Whirlpool fees tend to zero in the long run. The "pay once mix forever" model rewards building high anonymity sets by making it virtually free per anonset the more rounds you participate in. Wasabi fees look like a ripoff in comparison.
Discussion
Your remix is not "virtually free", it costs just as much in mining fees- The only difference is that the mining fees are paid for by users who participate in fewer rounds than you do.
The overall mining fee cost per anonymity set is less using WabiSabi than Whirlpool, having one user pay for another does not change the worse overall efficiency.
I think you misunderstand the Whirlpool model. Only new entrants pay mining fees. Remixers ride free forever both in terms of coordinator fees and mining fees. It doesn't matter if it's your first remix or your 1000th. It's virtually free *in the long run*, not on a one off basis obviously. That's just math.
If I have a UTXO and I want to raise its anonset to 1000, which is cheaper: Wasabi which will probably require me to do 20 rounds and charge me for each, or Whirlpool which will require 200 rounds but charge only for the first one?

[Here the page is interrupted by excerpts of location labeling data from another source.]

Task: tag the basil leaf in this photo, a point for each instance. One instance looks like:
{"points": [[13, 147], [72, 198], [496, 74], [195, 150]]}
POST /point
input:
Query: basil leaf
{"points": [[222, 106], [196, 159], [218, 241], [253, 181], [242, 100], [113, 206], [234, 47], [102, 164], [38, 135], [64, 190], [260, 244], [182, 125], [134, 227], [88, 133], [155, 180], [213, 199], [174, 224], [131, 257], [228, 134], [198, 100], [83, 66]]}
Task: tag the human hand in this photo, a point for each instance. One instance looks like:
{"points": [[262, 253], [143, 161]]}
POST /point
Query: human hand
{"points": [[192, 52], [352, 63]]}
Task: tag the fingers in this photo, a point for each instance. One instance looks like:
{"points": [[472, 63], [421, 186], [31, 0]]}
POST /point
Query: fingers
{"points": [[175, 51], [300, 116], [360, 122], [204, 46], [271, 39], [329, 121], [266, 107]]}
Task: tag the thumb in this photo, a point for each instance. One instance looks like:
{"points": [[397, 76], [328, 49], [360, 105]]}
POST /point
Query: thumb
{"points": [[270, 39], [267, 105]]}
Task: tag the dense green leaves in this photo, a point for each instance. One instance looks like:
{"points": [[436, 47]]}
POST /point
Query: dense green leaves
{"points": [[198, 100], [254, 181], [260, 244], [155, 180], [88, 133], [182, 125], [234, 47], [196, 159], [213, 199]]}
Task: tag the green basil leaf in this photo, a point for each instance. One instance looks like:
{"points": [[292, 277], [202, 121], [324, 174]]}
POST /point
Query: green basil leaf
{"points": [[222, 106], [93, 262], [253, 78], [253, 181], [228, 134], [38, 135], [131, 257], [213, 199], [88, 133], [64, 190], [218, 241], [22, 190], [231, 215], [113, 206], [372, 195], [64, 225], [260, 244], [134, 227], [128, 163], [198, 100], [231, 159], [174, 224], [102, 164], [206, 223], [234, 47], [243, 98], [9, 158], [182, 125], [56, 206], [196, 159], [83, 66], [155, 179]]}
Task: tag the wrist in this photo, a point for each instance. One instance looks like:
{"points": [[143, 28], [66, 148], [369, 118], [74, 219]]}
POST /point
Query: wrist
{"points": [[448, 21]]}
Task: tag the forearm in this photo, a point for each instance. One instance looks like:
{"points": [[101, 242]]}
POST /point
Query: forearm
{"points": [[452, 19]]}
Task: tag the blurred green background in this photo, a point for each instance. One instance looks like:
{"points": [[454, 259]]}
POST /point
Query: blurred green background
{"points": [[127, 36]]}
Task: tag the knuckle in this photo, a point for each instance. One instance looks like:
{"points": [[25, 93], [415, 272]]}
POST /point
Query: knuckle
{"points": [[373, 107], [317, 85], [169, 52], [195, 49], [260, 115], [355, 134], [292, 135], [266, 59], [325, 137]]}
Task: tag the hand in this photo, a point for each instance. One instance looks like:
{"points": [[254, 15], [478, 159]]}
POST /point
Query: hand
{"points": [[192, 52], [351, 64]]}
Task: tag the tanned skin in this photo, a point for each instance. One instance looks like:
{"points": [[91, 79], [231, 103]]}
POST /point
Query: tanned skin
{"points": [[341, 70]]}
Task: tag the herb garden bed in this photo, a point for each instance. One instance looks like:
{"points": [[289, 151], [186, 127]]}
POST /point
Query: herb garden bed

I am aware the mining fees for remixes by new entrants to the pool.
Your example only focuses on the benefits localized to a single remixer from the round without mentioning the downsides are externalized to new users. If all 5 participants from a round decided they wanted to remix for free, then they all become "stuck" indefinitely until the pool grows bigger with new users to pay for their mining fees.
That's a valid point, but the cost is really time then, not money. And it's what allows it to beat Wasabi in terms of pricing.